По меньшей мере — книжной. Тем не менее западная философская традиция достаточно бесплодна. Здесь лишь отдельные счастливцы в самый решительный момент своего исследования — скажем, Шеллинг или Руссо, когда тот сидел в лодке на Женевском озере, — могли начать понимать недуалистическую природу сознания, тогда как философы Востока тысячелетиями формулировали свои догадки и опирались на них в своих созерцательных практиках, благодаря чему их опыт можно было воспроизвести и он постоянно проверялся консенсусом.
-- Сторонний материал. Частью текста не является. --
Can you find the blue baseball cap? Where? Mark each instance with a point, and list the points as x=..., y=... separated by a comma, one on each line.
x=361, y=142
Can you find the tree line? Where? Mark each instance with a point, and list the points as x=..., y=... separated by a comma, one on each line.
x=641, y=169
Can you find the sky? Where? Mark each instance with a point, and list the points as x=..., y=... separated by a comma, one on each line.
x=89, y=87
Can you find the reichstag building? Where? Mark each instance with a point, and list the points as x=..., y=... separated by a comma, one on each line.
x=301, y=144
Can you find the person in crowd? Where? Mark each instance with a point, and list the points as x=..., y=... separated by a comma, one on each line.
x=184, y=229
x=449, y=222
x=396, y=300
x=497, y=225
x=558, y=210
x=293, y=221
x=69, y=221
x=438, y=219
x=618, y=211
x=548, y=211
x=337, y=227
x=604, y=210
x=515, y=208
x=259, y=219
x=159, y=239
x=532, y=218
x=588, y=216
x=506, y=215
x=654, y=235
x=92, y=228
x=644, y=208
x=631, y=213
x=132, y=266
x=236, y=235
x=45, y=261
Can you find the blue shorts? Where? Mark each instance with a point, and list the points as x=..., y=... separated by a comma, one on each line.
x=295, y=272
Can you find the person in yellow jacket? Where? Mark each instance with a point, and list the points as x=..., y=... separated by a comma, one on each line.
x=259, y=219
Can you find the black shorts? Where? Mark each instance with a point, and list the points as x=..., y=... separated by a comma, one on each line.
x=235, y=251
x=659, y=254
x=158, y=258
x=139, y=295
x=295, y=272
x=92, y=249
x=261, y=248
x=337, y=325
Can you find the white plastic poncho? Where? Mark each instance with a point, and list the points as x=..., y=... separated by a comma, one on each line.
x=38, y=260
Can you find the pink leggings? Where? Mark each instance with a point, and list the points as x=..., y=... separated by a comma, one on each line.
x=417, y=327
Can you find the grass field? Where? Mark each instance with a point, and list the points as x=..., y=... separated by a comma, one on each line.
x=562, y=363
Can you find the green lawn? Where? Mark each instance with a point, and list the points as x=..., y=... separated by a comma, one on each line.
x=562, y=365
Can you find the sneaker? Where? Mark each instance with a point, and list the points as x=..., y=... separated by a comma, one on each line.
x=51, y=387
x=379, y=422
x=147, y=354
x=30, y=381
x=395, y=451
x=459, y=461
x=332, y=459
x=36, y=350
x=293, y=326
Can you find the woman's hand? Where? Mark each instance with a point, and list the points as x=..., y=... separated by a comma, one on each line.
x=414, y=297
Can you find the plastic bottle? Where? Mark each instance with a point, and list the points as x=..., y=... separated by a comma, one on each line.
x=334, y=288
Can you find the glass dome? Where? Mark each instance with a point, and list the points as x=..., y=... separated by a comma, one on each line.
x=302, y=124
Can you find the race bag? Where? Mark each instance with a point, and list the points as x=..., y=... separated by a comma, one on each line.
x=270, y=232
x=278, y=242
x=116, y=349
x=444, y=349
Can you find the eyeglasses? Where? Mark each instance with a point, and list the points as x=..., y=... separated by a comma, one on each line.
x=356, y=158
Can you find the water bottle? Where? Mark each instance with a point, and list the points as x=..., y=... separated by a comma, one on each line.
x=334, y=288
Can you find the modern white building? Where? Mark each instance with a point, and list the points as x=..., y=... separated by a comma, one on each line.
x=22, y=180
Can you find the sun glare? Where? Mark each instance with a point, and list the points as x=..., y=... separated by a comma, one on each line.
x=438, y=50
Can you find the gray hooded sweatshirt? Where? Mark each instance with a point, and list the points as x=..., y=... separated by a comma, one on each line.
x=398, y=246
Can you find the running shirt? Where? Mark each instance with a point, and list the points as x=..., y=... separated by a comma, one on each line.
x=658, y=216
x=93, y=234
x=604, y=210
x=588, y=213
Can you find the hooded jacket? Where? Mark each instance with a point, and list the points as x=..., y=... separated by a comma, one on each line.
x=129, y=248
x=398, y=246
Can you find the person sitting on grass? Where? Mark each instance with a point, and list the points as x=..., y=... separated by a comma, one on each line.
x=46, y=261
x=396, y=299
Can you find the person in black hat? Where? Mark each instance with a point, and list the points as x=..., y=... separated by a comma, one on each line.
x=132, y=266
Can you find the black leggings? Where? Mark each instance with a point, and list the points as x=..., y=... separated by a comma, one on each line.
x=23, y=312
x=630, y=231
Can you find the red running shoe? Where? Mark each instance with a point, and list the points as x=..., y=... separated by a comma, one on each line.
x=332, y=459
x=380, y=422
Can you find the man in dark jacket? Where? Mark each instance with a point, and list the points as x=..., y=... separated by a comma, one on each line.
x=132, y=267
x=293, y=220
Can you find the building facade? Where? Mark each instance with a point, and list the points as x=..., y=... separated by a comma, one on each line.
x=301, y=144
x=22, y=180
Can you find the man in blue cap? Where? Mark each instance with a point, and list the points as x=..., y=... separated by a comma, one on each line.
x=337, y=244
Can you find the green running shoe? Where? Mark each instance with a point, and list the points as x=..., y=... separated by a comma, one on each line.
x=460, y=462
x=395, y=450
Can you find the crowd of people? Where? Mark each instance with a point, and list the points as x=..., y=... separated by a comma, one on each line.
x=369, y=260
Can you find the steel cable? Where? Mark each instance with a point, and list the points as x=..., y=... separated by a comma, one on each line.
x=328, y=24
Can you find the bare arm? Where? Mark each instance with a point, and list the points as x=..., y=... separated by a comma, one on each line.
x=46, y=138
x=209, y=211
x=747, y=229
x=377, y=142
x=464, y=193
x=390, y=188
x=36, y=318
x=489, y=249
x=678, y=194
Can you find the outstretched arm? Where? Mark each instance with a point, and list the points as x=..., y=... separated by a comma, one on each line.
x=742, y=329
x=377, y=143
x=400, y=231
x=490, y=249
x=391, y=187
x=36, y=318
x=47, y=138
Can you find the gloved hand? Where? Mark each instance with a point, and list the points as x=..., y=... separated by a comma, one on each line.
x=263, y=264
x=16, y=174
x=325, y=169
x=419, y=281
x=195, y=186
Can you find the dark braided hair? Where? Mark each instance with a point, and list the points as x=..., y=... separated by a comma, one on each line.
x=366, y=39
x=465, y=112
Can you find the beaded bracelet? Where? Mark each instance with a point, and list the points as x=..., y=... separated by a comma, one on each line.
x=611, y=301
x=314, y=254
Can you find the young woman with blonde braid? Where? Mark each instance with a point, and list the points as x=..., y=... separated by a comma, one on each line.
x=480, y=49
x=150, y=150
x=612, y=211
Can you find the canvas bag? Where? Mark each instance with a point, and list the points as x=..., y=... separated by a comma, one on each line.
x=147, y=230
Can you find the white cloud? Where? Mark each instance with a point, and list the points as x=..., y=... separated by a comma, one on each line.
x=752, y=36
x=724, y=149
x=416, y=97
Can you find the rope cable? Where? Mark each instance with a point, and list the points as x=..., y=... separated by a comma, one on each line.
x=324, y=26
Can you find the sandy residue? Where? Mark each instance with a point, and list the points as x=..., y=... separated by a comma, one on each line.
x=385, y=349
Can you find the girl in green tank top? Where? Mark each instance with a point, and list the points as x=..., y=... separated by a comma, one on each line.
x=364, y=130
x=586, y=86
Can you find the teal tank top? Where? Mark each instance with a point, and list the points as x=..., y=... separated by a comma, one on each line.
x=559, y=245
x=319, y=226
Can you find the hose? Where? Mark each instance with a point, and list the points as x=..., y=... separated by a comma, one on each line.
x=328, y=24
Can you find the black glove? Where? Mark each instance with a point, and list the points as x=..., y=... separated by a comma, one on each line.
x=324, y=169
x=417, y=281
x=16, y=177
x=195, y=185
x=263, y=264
Как может догадаться читатель, я многим обязан созерцательным традициям, родившимся в Индии. Эзотерическое учение буддизма (например, направление дзогчен в школе ваджраяны) и индуизма (например, адвайта веданта), а также долгие годы, посвященные различным техникам медитации, во многом определяют мои представления о духовных возможностях человека. Хотя в этих традициях нет цельной концепции природы ума или принципов духовной жизни, они, несомненно, отражают самую настойчивую попытку во всей истории понять эти вещи с помощью интроспекции. Скажем, буддизм глубоко изучил многие вопросы. Нет ни одной другой традиции, которая предлагала бы столько разных методов сделать из своего ума орудие, которое преображает само себя. Внимательный читатель мог заметить, что я сурово критиковал религии, основанные на вере: иудаизм, христианство, ислам и даже индуизм, — но не обрушивал критики на буддизм. Это не случайно. Хотя буддизм тоже укреплял невежество и иногда порождал насилие, это не религия веры или даже вообще не религия в западном смысле слова. Конечно, существуют миллионы буддистов, которые об этом не подозревают — их можно встретить в храмах Юго-Восточной Азии и даже на Западе, где они поклоняются Будде как если бы он был таинственным воплощением Санта-Клауса. Несмотря на такое искажение традиции, эзотерическое учение буддизма дает нам наиболее полную методологию из всех доступных для открытия внутренней свободы сознания, не порабощенного никакими догмами. Не будет преувеличением сказать, что встреча Далай-ламы с представителями христианских церквей, на которой ее участники воздают честь их разным религиозным традициям, подобна встрече физиков Кембриджа с кочевниками пустыни Калахари, участники которой прославляют их различные представления о материальной вселенной. Конечно, тибетский буддизм (как и физики) не свободен от некоторых догм, а кочевники способны понять концепцию атома. Любой человек, знакомый со священными текстами, прекрасно знает, что Библия не дает точных инструкций о духовной жизни, которые содержатся в буддистских текстах. Хотя в буддизме мне многое остается непонятным — и многое кажется неправдоподобным, — интеллектуальная честность требует признать, что как система духовных наставлений он стоит гораздо выше других религий.